Ahmadmehrabi Shadi, Tang W H Wilson
Cleveland Clinic Lerner College of Medicine at Case Western Reserve University, Cleveland, OH, USA.
Department of Cardiovascular Medicine, Heart and Vascular Institute, Cleveland Clinic, Cleveland, OH, USA.
Semin Dial. 2018 May;31(3):258-267. doi: 10.1111/sdi.12694. Epub 2018 Apr 6.
More than half of all deaths among end stage renal disease (ESRD) patients are due to cardiovascular disease (CVD). Cardiovascular changes secondary to renal dysfunction, including fluid overload, uremic cardiomyopathy, secondary hyperparathyroidism, anemia, altered lipid metabolism, and accumulation of gut microbiota-derived uremic toxins like trimethylamine N-oxidase, contribute to the high risk for CVD in the ESRD population. In addition, conventional hemodialysis (HD) itself poses myocardial stress and injury on the already compromised cardiovascular system in uremic patients. This review will provide an overview of cardiovascular changes in chronic kidney disease and ESRD, a description of reported mechanisms for HD-induced myocardial injury, comparison of HD with other treatment modalities in the context of CVD, and possible management strategies.

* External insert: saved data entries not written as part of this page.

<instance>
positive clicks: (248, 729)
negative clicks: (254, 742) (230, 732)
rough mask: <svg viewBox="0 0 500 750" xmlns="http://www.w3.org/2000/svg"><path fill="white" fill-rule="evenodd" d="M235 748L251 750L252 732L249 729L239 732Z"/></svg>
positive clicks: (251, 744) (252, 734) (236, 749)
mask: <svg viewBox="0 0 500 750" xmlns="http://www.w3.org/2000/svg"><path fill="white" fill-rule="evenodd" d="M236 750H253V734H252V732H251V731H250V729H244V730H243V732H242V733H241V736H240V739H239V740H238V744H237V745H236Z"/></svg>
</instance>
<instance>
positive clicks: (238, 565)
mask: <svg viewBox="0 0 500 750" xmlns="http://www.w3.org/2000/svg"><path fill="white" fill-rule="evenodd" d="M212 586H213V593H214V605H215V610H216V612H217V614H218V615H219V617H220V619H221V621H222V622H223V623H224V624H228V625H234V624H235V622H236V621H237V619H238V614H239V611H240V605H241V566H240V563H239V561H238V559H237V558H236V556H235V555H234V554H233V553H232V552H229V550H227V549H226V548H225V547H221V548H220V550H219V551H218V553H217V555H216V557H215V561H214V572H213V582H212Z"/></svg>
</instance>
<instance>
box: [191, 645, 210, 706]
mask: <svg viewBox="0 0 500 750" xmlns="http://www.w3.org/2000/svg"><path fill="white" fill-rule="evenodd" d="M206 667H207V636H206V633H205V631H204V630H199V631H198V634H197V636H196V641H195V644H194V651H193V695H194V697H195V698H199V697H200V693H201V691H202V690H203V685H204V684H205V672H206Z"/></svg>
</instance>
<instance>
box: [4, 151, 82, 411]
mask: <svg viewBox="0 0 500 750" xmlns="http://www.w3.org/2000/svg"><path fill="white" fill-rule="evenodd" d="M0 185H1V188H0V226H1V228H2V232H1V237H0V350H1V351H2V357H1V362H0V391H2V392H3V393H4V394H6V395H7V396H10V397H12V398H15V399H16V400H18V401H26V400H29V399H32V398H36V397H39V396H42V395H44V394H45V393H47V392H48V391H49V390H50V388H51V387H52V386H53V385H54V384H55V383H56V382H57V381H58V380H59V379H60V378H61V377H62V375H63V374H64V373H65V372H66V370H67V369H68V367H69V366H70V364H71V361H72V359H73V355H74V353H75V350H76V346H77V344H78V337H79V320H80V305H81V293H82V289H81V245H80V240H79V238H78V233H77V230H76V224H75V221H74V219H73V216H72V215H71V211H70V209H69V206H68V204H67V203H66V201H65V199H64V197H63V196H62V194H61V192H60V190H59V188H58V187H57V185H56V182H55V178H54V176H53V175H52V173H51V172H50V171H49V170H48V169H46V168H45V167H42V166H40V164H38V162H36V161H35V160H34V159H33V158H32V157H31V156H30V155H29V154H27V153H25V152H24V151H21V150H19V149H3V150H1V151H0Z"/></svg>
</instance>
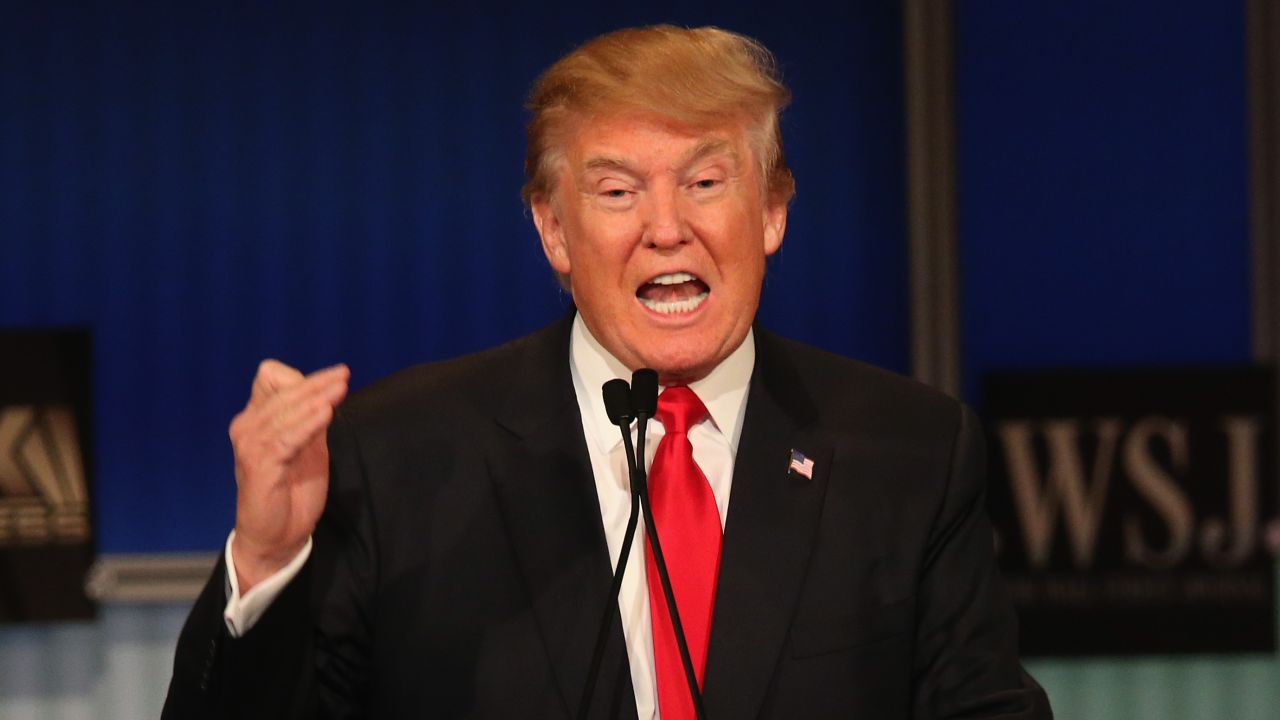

终末期肾病(ESRD)患者中超过一半的死亡是由心血管疾病(CVD)所致。继发于肾功能不全的心血管变化,包括液体超负荷、尿毒症心肌病、继发性甲状旁腺功能亢进、贫血、脂质代谢改变以及肠道微生物群衍生的尿毒症毒素(如三甲胺N-氧化物)的蓄积,导致ESRD人群发生CVD的风险很高。此外,传统血液透析(HD)本身会给已经受损的尿毒症患者心血管系统带来心肌应激和损伤。本综述将概述慢性肾脏病和ESRD中的心血管变化,描述已报道的HD诱导心肌损伤的机制,比较HD与其他治疗方式在CVD背景下的情况,以及可能的管理策略。